Dimensions
133 x 196 x 41mm
'Australian Gothic' is the first biography of Albert Tucker - one of Australia's most significant and influential artists. Written with a friend's respect and affection, and a scholar's deep appreciation of the forces that shaped Tucker's career, it provides a comprehensive and compelling account of the life and work of this fascinating and brilliant man.
Acclaimed author, curator and art historian, Janine Burke, enjoyed a twenty-two year association with Albert Tucker, and 'Australian Gothic' draws on hours of conversations and interviews she conducted with him. Burke's intimate understanding of her subject is consolidated by original research and her acute critique of Tucker's oeuvre.
Albert Tucker painted the heart of darkness. A member of the 'Angry Penguins' group which include Sidney Nolan, Arthur Boyd and Joy Hester, Tucker is best remembered for his paintings of wartime Melbourne: 'Images Of Modern Evil'. He showed the city streets as they had never been painted before or since - as the site of evil, carnality and darkness.

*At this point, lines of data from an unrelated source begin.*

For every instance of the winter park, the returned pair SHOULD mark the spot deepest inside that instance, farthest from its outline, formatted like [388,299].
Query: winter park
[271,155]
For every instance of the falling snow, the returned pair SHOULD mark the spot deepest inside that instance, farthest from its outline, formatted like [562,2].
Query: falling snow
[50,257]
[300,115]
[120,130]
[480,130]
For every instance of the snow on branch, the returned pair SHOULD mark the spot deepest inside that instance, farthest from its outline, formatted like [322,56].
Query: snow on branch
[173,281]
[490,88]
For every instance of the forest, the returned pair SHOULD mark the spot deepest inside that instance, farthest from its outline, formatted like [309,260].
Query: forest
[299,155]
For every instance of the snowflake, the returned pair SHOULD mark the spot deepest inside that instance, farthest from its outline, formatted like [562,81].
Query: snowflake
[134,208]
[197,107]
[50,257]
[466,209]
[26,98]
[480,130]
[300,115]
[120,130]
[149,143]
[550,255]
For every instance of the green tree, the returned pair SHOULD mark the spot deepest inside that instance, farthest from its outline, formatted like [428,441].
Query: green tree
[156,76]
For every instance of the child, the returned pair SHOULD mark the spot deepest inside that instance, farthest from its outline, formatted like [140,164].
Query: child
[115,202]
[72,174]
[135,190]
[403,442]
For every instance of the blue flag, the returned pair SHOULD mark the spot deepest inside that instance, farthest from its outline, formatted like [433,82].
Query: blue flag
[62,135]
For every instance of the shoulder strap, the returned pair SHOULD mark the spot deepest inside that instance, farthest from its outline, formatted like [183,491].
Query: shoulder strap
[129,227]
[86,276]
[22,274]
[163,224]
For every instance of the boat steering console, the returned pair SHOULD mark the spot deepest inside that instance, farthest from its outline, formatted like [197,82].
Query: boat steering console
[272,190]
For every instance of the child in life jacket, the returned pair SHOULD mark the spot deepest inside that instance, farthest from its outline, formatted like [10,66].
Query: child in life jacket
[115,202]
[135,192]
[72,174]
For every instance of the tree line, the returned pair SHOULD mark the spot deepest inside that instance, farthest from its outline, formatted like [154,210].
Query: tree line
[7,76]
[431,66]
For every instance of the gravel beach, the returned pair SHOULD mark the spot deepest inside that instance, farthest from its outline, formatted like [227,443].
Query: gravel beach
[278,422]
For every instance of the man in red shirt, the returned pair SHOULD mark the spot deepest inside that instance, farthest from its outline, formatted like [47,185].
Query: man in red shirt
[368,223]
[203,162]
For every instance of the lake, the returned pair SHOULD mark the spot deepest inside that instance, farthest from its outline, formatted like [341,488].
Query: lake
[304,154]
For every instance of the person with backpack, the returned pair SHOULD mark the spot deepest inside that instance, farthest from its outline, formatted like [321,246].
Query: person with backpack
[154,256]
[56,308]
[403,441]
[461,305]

Following the Second World War, Tucker travelled abroad and applied the same uncompromising vision to the devastated cities of postwar Europe. Later, Tucker turned to the Australian landscape for inspiration.
Burke's research also analyses the influence of fellow artist Joy Hester on Tucker's career. Passionate, earthy and gifted, Hester was Tucker's great love and muse. Controversially, Burke argues that following Hester's abandonment of Tucker, his art changed irrevocably.
Meticulously researched, vivid and absorbing, 'Australian Gothic' brilliant captures the intensity and passion of Albert Tucker's remarkable life. Janine Burke has written what will surely become the definitive biography of a complex and captivating man.